That's the exact premise of Scala, by the way: more object-oriented than most object-oriented languages (including Java), and yet enabling functional programming.
OO gets you a long way, still there are interesting approaches being tried with data-driven programming through either composing lenses and ECS. I have a hard time understanding lenses, seems like a lot of work to reproduce the most strait-forward concept in OO (getters and setters). ECS do away with object and give you almost like a relational database, but it is cumbersome to encode hierarchies, but they do offer a way for non-code tools to interface with code which is important too.
Lenses solve a problem you don't have in OOP. Since OOP allows mutation, to change a value within a nested structure, just mutate it. If you don't want to mutate, then getters and setters don't help and changing nested structures is awkward.
Lenses solve the nested mutation problem for immutable structures but then go past what you can do with getters and setters. For example, you can compose bigger lenses out of smaller ones.
If ECS' Systems are querying Entities / Components the way one would use a SQL query in a relational database, what's needed for hierarchies is the ECS equivalent of a graph database.

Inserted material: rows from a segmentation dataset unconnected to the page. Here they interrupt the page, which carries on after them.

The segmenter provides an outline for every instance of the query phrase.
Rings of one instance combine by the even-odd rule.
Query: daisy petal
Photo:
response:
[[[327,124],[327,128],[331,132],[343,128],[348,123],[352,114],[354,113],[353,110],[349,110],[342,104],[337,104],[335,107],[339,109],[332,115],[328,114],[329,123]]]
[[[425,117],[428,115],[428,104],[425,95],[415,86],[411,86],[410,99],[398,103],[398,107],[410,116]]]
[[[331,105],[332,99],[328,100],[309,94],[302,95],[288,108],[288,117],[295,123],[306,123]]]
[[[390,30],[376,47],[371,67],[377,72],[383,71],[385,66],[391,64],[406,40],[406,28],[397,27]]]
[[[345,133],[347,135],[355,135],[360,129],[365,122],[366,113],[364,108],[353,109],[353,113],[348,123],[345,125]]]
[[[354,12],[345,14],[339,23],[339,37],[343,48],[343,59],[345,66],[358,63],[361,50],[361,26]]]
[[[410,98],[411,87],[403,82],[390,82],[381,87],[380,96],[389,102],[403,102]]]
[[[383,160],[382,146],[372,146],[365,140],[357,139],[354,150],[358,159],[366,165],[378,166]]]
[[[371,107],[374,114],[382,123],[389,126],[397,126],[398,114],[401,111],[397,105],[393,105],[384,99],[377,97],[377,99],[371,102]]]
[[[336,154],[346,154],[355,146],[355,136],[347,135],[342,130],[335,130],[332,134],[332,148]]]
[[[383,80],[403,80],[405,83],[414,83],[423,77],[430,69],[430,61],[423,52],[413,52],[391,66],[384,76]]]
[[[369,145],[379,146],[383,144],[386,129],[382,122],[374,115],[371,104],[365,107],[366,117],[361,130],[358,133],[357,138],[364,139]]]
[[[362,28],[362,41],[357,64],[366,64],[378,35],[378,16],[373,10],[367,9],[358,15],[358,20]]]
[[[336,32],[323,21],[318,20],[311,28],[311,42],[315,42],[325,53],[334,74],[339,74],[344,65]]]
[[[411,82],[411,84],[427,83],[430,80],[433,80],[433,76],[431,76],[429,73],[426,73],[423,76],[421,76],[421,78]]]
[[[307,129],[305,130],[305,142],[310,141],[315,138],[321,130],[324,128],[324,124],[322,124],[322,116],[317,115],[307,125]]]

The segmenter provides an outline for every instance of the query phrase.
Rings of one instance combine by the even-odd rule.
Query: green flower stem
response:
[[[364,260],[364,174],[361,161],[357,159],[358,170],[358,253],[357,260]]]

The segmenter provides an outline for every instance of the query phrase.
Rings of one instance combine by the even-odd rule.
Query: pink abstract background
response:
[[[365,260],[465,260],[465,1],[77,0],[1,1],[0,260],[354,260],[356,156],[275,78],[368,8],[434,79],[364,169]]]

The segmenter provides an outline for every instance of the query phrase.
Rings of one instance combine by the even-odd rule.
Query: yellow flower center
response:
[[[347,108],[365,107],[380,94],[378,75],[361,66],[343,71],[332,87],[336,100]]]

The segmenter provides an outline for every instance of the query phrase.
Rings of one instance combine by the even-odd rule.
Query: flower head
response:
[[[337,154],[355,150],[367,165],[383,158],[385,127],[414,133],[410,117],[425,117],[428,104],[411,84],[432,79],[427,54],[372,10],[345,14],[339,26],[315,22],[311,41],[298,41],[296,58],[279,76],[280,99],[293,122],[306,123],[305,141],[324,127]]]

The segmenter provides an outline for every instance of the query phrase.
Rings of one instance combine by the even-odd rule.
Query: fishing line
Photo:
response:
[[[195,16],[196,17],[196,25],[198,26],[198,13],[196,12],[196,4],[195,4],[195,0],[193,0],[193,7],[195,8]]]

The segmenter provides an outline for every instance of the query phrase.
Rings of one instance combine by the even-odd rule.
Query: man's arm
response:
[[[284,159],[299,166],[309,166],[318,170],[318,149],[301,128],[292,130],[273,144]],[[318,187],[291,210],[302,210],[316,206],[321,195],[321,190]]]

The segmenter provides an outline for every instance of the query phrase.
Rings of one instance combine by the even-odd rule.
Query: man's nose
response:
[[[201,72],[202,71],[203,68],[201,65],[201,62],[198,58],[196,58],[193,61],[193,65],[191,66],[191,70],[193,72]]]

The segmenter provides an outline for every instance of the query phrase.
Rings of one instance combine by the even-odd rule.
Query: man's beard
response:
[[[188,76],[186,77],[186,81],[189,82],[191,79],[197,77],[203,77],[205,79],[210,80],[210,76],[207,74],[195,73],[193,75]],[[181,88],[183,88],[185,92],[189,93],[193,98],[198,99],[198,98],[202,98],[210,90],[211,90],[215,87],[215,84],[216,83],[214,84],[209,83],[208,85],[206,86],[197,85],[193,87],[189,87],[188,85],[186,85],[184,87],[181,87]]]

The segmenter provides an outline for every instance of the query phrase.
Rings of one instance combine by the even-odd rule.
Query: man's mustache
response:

The good parts of AppKit (which most OOP frameworks are based on) wasn't just that it came with nouny objects representing controls, it's that it used the "hard and soft layer" pattern with messaging and notifications. Which is not C++-style OOP.
Most of the even more OO frameworks around the same time, like Taligent, failed.
Of course it did win over procedural frameworks like classic MacOS, but some of those are still popular in games or embedded systems.
I assume you are talking about React. It started fairly OOP. Now it's... something else? It's not functional. IMHO hooks and effects are a crazy form of OOP. It's like some weird dynamic scope data definition.
Ah, that does make more sense, and is a language feature I've often thought about. It's usually just a pattern and not a first class feature, but with many problems as a result (many of which React itself encounters).
Lots of use of context managers in Python are for accomplishing this. Smalltalk error handlers are like this (different than try/catch). Or Scheme's with-output-to-file... I got the sense that variables that start and end with stars in Common Lisp are used for this, but I was never clear if it was convention or an actual language feature.
I think I'd like it in React too if they just hadn't tried to be so clever.
Isn't this basically the same tradeoff as Contexts vs Prop-Drilling?
You could achieve the same effects by passing down callbacks.
I thought the reason why this is good for Errors, Themes and Loading (Suspense), is because they're so common, that you can always expect someone up in the hierarchy to consider it, and therefore sacrifice some type safety for less verbosity.
The article mentions that "usually the fact that a function can perform an effect would be encoded into its type signature", which is why I don't understand the need in this example.
Running a function and then looking for magical side effects to effectively get multiple return values from that function sure isn't functional. And it shows in how unintuitive it is to reason about hooks and the leakiness of the whole thing.
I think it looks functional because it's only easy to reason about if you write functional code.
I suppose it tries to solve some of the same problems as OO, like related state and private transitions. But it feels like React itself is the God Object.
React, presumably, with its approach that a UI is well described by nested functions operating on state. It's a good point. I remember long discussions on mailing lists for various FP languages conceding that UI toolkits were the one area where OOP seemed the natural fit. Haven't seen many of those discussions since React emerged.
Switch it to a state with the methods and you got your object. Polymorphism here is not a requirement. It is a feature to be used when needed. Some time in the 80s I was doing exactly the same - operating on state with functions. Same shit different color.
Programmers just love going on crusades. I find it a waste of time and intolerance breeding ground. Instead of heating the air use whatever the fuck suits one. Just do not stalk other people who happen to have different preferences.
Ah that one. Sorry but in my book React is an abomination. Speed of developing decent UI in React vs for example something like ages old Delphi is incomparable. The last one wins hands down.
They guy who hammers nails all day thinks screwdrivers are worthless.